SERANG, KOMPAS.com - Presiden Joko Widodo menegaskan ia tidak akan menerbitkan peraturan pemerintah pengganti undang-undang (perppu) untuk membatalkan sejumlah pasal kontroversial dalam Undang-Undang MPR, DPR, DPD, dan DPRD atau UU MD3.
"Kenapa tidak dikeluarkan perppu? Ya sama saja. Perppu kalau sudah jadi harus disetujui oleh DPR. Begitu, lho. Masa pada enggak mengerti," kata Jokowi kepada wartawan di Serang, Banten, Rabu (14/3/2018).

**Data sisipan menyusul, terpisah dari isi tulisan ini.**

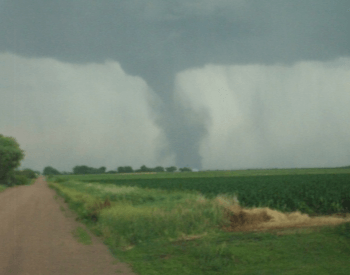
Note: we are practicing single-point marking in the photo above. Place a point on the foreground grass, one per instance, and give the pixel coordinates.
(160, 232)
(2, 187)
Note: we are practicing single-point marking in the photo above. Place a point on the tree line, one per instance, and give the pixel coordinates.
(11, 156)
(84, 170)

Jokowi mengaku menangkap keresahan masyarakat atas sejumlah pasal kontroversial dalam UU MD3. Oleh karena itu, Jokowi menunjukkan sikap untuk tidak menandatangani lembar pengesahan UU MD3 meski hal tersebut tidak berdampak apa pun.

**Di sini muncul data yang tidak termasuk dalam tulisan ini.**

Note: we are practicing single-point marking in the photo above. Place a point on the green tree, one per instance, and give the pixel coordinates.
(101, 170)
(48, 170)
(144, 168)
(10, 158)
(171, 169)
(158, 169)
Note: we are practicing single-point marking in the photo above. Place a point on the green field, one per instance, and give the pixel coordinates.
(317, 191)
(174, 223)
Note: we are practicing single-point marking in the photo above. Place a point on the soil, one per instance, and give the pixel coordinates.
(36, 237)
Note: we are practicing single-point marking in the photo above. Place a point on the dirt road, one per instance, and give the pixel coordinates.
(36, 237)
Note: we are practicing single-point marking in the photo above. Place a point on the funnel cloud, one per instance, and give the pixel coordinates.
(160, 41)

Berdasarkan Undang-Undang Nomor 12 Tahun 2011 tentang Pembentukan Peraturan Perundang-undangan, undang-undang akan otomatis berlaku 30 hari setelah disahkan di rapat paripurna meski tidak ditandatangani oleh Presiden.
"Kenapa saya tidak tandatangani, saya menangkap keresahan yang ada di masyarakat," kata Jokowi.
(Baca juga: Jokowi: Saya Pastikan Tidak Menandatangani UU MD3)
Sebagai solusinya, Jokowi mempersilakan masyarakat untuk melakukan uji materi pasal-pasal kontroversial di UU MD3 ke Mahkamah Konstitusi.
Harapannya, MK bisa mengabulkan uji materi tersebut dan membatalkan pasal yang dianggap kontroversial dan merugikan masyarakat.
"Uji materi dululah. Kan yang mengajukan uji materi kan banyak. Diuji materi. Saya kira mekanismenya seperti itu," kata Jokowi.
UU MD3 disahkan bersama antara DPR dan pemerintah dalam rapat paripurna DPR pada 12 Februari lalu.
Pasal-pasal dalam UU MD3 yang menuai polemik lantaran dinilai mengancam kebebasan berpendapat dan demokrasi, yakni Pasal 73 yang mengatur tentang menghadirkan seseorang dalam rapat di DPR atas bantuan aparat kepolisian.
Ada juga Pasal 245 yang mengatur angota DPR tidak bisa dipanggil aparat hukum jika belum mendapat izin dari MKD dan izin tertulis dari Presiden.
Terakhir, yakni Pasal 122 huruf k yang mengatur kewenangan MKD menyeret siapa saja ke ranah hukum jika melakukan perbuatan yang patut diduga merendahkan martabat DPR dan anggota DPR.